Payment-processor stocks like Visa (V) look promising for 2018, but utilities and most consumer-product companies don't, Jim Cramer says.

"What do I love [and] what do I hate?" Cramer said during his latest monthly conference call with members of his Action Alerts PLUS club for investors. "I do not like these consumer-product companies, except for ones that have very good growth. ... Conversely, what's too low? I think some of the payment processors."

Specifically, Cramer said:

Consumer Stocks Look Bad (Except for PepsiCo)

Cramer said his charitable trust owns PepsiCo (PEP) because "that's got the best growth in the industry and it's almost at its 52-week high.

"But the vast majority [of consumer-products companies] are in what we call 'the center of the store,' and I think that they should be sold," Cramer said. "I'm thinking about something like Kraft Heinz (KHC) , where a 3% yield really won't help you."

Forget Kraft Heinz, Cramer says.
Forget Kraft Heinz, Cramer says.

Still, the stockpicker said he might buy Procter & Gamble (PG) for his trust if the name pulls back enough.

Utilities Are Too Expensive

"I don't like utilities -- they moved up way too much," Cramer said.
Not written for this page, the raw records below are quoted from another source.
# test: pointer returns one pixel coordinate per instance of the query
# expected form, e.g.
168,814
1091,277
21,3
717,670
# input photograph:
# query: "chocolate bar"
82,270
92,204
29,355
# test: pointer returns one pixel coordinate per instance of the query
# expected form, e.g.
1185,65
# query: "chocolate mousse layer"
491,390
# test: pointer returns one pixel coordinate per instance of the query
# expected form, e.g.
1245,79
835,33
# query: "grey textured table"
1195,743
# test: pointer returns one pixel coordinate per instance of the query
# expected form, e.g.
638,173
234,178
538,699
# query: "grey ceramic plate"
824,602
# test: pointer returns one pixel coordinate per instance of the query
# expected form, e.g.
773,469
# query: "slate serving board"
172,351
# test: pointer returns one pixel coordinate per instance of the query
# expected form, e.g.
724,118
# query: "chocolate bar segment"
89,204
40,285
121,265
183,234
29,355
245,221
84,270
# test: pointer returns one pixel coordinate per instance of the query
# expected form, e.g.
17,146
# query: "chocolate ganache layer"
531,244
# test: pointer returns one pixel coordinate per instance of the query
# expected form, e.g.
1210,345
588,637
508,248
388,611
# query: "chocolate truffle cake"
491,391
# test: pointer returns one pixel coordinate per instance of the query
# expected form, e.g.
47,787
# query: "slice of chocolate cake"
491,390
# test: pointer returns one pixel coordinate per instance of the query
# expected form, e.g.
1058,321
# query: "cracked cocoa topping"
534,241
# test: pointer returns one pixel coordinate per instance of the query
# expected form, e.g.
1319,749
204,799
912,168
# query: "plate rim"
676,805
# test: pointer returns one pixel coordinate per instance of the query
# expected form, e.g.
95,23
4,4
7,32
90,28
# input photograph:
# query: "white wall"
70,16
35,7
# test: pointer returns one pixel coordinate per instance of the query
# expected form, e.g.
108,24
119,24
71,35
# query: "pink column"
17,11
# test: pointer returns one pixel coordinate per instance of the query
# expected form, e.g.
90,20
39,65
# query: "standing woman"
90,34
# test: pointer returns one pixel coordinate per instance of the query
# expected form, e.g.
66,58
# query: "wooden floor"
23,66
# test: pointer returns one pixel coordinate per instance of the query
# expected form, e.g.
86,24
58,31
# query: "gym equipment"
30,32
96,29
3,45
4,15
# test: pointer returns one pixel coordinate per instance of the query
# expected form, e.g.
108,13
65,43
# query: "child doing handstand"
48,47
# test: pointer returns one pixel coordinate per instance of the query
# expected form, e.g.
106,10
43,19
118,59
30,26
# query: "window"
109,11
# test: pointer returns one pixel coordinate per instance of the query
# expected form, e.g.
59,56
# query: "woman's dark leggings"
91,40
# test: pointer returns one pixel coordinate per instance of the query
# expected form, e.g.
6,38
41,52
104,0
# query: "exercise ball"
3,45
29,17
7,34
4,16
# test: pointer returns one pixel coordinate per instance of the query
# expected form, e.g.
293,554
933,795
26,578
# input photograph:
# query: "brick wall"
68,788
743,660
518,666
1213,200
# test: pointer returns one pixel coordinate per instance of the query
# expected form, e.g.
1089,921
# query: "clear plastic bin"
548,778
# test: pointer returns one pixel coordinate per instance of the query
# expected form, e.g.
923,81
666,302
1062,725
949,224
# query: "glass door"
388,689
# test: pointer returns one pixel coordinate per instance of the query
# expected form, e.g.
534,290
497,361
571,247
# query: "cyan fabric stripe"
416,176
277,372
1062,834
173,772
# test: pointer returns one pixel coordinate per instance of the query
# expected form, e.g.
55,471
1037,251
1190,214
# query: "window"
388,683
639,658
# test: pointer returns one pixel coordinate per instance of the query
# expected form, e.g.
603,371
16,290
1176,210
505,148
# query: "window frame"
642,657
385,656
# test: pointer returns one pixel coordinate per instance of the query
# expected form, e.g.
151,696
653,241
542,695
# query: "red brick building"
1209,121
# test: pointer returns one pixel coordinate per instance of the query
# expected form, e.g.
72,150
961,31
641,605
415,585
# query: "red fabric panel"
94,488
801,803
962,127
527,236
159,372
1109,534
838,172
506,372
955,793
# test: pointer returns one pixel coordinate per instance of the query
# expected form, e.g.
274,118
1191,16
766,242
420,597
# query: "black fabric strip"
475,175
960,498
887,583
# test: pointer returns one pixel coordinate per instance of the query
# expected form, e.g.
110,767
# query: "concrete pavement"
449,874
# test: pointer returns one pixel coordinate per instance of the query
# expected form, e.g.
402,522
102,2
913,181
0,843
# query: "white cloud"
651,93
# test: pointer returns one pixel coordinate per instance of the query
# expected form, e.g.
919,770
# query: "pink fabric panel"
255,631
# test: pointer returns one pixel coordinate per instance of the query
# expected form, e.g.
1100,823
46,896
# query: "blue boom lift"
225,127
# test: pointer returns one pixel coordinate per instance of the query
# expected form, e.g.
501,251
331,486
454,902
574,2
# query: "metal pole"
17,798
For example, he said that while American Electric Power Co. (AEP) has historically been his favorite name in the sector, it's currently trading at a lofty $77 a share or so.

"I cannot countenance buying that stock right there," Cramer said. "It just doesn't make sense to me."

Payment Processors Seem Cheap

On a positive note, Cramer said that some payment-processing firms look like bargains.

"I think that group had been loved, [but] now it's not as loved," he said. "I would take advantage of that."

For instance, Cramer thinks First Data Corp. (FDC) -- which his charitable trust owns -- "has come down way too much. I'm [also] kind interested in Visa pretty soon if it comes down more."